Scaling Up Training with GenTS

GenTS is built on top of PyTorch Lightning, which means you can leverage all of Lightning’s built-in features for scaling up training — including mixed precision, Distributed Data Parallel (DDP), gradient clipping, callbacks, and more.

This tutorial demonstrates how to use these features to speed up training and handle larger-scale experiments.

[1]:

import time
import torch
import pandas as pd
from lightning import Trainer
from lightning.pytorch.callbacks import EarlyStopping, ModelCheckpoint, Timer

from gents.dataset import SineND
from gents.model import VanillaDDPM

/home/wcx/anaconda3/envs/gents/lib/python3.10/site-packages/tqdm/auto.py:21: TqdmWarning: IProgress not found. Please update jupyter and ipywidgets. See https://ipywidgets.readthedocs.io/en/stable/user_install.html
  from .autonotebook import tqdm as notebook_tqdm
CUDA extension for cauchy multiplication not found. Install by going to extensions/cauchy/ and running `python setup.py install`. This should speed up end-to-end training by 10-50%
Falling back on slow Cauchy kernel. Install at least one of pykeops or the CUDA extension for efficiency.
Falling back on slow Vandermonde kernel. Install pykeops for improved memory efficiency.

Setup

We use a SineND dataset with moderate size for benchmarking. All experiments use the same model architecture (VanillaDDPM) so that we can focus on measuring the effect of different training strategies.

Note: To observe meaningful speedups from DDP and mixed precision, use a GPU machine.

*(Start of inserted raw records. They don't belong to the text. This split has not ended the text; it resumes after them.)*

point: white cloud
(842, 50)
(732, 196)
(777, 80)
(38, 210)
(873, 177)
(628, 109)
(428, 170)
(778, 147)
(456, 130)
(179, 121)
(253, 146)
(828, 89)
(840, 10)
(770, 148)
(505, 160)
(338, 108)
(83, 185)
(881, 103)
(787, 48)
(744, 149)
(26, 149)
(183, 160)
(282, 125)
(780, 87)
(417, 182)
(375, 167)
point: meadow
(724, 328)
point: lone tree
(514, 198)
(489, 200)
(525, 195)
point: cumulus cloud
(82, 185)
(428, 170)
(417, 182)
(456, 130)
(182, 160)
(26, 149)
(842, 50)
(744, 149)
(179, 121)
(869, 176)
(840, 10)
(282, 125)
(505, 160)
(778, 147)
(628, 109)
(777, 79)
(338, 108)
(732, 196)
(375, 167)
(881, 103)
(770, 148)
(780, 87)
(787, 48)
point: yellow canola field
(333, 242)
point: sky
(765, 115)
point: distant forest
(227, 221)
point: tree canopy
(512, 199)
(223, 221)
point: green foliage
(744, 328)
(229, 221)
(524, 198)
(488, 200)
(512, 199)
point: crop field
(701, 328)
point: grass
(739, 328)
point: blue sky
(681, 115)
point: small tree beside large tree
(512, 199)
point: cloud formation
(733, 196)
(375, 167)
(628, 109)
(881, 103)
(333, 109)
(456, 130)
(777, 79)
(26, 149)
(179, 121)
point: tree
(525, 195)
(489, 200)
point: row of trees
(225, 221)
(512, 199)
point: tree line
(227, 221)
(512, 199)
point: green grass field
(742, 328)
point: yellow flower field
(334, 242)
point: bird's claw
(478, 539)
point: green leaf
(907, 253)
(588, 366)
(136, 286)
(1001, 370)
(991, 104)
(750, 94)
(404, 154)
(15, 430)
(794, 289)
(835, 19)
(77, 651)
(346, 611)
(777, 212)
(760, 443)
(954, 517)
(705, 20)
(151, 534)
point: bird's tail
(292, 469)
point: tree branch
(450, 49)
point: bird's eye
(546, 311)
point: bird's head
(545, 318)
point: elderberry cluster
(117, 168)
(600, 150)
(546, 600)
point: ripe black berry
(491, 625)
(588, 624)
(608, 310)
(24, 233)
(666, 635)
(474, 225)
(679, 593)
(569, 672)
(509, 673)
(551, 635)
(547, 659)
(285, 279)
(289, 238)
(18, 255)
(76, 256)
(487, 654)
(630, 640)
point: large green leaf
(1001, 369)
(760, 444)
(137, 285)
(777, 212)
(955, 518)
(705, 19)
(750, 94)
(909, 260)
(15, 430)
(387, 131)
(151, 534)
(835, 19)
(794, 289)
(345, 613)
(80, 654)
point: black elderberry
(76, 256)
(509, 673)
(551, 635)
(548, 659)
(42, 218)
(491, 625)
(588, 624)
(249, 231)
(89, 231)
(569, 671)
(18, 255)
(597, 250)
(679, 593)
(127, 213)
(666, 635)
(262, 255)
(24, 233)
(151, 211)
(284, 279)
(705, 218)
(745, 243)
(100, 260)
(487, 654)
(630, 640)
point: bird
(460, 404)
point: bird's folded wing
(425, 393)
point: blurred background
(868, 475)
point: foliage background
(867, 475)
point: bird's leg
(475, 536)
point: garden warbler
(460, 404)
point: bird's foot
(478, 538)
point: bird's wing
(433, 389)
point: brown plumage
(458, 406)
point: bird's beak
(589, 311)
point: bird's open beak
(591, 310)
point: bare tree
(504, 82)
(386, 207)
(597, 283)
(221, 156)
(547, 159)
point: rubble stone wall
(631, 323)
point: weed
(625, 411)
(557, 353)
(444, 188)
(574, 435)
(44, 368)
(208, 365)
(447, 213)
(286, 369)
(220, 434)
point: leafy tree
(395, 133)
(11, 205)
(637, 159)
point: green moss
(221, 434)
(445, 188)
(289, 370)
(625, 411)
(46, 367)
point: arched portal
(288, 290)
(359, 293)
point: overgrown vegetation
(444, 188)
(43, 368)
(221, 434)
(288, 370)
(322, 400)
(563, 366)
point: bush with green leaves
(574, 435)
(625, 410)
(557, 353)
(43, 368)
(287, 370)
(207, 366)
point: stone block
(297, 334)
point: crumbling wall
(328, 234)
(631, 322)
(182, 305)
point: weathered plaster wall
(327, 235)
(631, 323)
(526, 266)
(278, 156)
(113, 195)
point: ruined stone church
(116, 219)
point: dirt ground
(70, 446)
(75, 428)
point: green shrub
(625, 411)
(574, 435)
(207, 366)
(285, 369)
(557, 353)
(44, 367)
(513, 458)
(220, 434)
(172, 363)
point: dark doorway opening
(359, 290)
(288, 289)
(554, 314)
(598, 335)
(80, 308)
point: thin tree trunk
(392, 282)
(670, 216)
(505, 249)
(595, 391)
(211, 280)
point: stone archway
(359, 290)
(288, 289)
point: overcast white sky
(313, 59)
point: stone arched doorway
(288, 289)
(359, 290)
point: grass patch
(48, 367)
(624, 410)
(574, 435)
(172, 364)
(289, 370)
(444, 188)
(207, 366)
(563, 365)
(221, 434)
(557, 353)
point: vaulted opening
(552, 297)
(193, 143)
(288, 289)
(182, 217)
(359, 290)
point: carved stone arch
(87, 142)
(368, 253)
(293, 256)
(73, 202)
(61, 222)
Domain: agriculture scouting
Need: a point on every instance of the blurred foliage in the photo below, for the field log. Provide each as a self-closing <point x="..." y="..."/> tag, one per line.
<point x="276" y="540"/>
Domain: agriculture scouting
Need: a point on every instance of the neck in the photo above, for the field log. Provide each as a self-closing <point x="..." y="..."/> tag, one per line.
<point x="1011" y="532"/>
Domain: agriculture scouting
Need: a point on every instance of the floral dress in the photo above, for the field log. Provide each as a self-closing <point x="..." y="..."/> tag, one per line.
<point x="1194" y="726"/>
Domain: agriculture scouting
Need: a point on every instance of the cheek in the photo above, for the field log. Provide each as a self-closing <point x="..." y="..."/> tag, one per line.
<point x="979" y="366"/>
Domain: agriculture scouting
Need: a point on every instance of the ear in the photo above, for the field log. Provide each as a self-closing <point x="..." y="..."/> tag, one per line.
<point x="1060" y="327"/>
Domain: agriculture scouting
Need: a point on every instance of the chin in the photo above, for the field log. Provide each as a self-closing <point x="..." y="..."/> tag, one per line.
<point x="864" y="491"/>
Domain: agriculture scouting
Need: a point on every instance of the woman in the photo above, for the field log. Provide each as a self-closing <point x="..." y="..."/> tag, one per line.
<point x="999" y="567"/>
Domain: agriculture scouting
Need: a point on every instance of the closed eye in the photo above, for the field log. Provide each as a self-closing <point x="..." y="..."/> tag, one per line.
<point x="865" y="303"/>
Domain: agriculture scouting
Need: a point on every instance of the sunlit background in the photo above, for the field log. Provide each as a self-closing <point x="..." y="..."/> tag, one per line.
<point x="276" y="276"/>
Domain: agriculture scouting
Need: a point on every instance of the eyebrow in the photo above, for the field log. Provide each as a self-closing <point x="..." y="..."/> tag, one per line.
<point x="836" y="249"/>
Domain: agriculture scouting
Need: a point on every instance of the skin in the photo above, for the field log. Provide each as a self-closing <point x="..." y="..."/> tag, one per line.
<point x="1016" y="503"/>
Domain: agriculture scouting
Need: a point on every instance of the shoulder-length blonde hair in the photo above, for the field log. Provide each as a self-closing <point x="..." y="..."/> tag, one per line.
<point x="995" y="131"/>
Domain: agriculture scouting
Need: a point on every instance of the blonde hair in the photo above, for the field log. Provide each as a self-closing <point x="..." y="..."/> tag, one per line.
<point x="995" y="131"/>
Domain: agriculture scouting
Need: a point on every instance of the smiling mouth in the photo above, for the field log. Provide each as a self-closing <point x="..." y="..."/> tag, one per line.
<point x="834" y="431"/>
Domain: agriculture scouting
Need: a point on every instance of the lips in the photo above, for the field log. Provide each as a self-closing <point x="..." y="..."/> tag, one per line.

The relative improvements on CPU will be minimal.

[ ]:

# Common hyperparameters
SEQ_LEN = 512   # Larger sequence length for more realistic time series data
SEQ_DIM = 16
BATCH_SIZE = 64
MAX_EPOCHS = 5
NUM_SAMPLES = 10000

# Helper: create fresh dataset and model for each experiment
def make_data_and_model():
    dm = SineND(
        seq_len=SEQ_LEN,
        seq_dim=SEQ_DIM,
        num_samples=NUM_SAMPLES,
        batch_size=BATCH_SIZE,
        data_dir="../data",
    )
    model = VanillaDDPM(seq_len=SEQ_LEN, seq_dim=SEQ_DIM)
    return dm, model

# Store results for comparison
results = []

# Detect available accelerator
if torch.cuda.is_available():
    ACCELERATOR = "gpu"
    NUM_GPUS = torch.cuda.device_count()
    print(f"Using GPU: {torch.cuda.get_device_name(0)}, Available GPUs: {NUM_GPUS}")
else:
    ACCELERATOR = "cpu"
    NUM_GPUS = 0
    print("Using CPU (GPU recommended for meaningful speedups)")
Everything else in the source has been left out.